Cultura y Artes

Isabel Coixet: Destino de los cometas

No existen reglas para el arte y, de existir, la única sería destruirlas todas. Cada dos años en la Biennale di Venezia, artistas de casi todos los países del mundo exhiben en curiosos pabellones creados en 1912 obras que este año tienen como subtítulo genérico The milk of dreams (‘La leche de los sueños’).

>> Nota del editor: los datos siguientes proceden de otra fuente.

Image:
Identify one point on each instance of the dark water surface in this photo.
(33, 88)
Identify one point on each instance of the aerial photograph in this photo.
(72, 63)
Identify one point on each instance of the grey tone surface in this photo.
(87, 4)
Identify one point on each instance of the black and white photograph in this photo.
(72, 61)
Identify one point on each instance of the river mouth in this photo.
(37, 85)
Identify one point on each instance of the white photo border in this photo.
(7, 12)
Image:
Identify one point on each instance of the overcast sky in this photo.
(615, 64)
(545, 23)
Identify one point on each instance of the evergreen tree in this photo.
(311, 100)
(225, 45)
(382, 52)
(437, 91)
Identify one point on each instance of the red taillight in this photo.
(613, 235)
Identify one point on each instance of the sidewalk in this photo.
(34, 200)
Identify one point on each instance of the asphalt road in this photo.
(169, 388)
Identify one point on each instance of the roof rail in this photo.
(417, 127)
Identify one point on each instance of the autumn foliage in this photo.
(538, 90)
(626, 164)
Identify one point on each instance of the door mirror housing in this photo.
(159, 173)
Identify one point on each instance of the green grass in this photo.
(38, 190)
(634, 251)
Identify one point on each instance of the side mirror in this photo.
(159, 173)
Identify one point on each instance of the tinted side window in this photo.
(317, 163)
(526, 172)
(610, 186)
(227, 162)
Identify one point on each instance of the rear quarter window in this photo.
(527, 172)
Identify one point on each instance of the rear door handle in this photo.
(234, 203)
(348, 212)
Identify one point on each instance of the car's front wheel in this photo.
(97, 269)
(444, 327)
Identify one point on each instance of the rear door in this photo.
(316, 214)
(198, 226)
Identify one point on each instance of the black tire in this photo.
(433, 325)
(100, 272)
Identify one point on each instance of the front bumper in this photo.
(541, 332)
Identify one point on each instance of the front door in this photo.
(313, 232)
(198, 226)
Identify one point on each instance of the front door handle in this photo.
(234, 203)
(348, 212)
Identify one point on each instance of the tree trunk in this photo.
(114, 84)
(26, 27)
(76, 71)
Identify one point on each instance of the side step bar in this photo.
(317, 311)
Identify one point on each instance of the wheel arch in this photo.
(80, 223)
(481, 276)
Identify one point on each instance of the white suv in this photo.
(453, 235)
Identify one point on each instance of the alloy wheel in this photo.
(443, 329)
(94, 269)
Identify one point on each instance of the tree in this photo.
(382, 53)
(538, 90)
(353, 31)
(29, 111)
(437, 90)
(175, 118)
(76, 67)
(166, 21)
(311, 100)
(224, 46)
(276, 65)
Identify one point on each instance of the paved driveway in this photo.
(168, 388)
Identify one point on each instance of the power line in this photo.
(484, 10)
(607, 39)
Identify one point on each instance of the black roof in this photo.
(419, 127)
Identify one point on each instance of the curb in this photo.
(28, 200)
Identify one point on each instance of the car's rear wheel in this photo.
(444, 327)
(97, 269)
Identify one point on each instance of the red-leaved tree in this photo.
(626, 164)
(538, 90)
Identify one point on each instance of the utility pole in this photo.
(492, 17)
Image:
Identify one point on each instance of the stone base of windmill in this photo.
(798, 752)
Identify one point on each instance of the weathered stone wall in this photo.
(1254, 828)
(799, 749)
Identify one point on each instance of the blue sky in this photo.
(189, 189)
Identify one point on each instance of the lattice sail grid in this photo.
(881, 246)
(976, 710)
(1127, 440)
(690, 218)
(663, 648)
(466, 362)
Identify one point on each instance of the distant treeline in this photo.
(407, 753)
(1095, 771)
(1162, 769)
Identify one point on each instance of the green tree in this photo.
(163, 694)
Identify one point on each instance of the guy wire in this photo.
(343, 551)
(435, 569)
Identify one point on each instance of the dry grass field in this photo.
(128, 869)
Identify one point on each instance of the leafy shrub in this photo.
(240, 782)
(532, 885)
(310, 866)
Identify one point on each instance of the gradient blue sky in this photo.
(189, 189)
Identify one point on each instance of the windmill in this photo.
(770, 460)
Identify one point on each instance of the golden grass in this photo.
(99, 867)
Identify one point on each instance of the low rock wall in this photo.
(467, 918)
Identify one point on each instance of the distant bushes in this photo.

Una de las cosas que siguen sorprendiéndome de esta muestra de arte es que, por muy avanzadas que sean las propuestas, todavía a nadie se le ha ocurrido (y ofrezco gratis desde aquí la idea) un intercambio de pabellones entre países, y todos siguen respetando obedientemente esa arbitraria atribución original.

¿Por qué los cyborgs coreanos no se exhiben en el pabellón israelí? ¿Por qué los retratos queer austriacos no invaden el pabellón italiano? ¿Por qué los minotauros finlandeses no bailan con los minuciosos gitanos de tela del pabellón polaco? ¿Por qué, pese a la universalidad del lenguaje artístico, no hay ninguna colaboración entre artistas de diferentes países que se rebelen contra el sinsentido de esta obsoleta distribución? La Biennale es como un brillante supermercado del arte mundial con sus estanterías divididas limpiamente en países, para que podamos encontrar la pasta de curry o los fideos de arroz sin problemas. Pero el arte no es algo que pueda domesticarse entre las ofertas de una gran superficie. Y sí, entiendo que el artista al que se le encarga un determinado pabellón bastante trabajo tiene creando algo para este. Aunque, aun así, me sorprende la obediencia con que se ciñen a los confines de sus respectivos pabellones. En fin…

 

¿Por qué, pese a la universalidad del lenguaje artístico, no hay aquí ninguna colaboración entre artistas de diferentes países?

 

El pabellón francés, seguramente el más popular de todos los exhibidos, al menos el que más parejas con niños visitaban para hacerse fotos, está concebido como una serie de decorados de la vida de la artista Zineb Sedira, mezclados con decorados de cine inspirados en películas, que evocan su niñez en Argel e historias de su familia. Un poco retirado, el visitante se encuentra con un sobrio ataúd (las madres con niños de la mano retroceden instintivamente ante la presencia de este y rehúyen las preguntas de sus pequeños). El ataúd, con una silla al lado, pertenece a la escenografía de la adaptación cinematográfica de El extranjero, de Camus, que hizo Luchino Visconti en 1967.

El pabellón español, obra de Ignasi Aballí, juega hábilmente con la luz natural de las claraboyas que se refleja en blancos paneles: es un pabellón que actúa como un balón de oxígeno entre tantos estímulos visuales, tanto ruido… El espectador sale de él renovado, como después de un sorbete de pera para limpiar el paladar, de los que te ofrecen en los inacabables menús degustación de algunos restaurantes estrellados.

El pabellón italiano, obra de Gian Maria Tosatti, presenta un sombrío panorama posindustrial: máquinas de coser polvorientas, casetas de guarda de fábricas que ya no existen: las ruinas de un mundo que todavía confiaba en la falacia del progreso continuo. El título de la exhibición no puede ser más adecuado: Historia de la noche y destino de los cometas.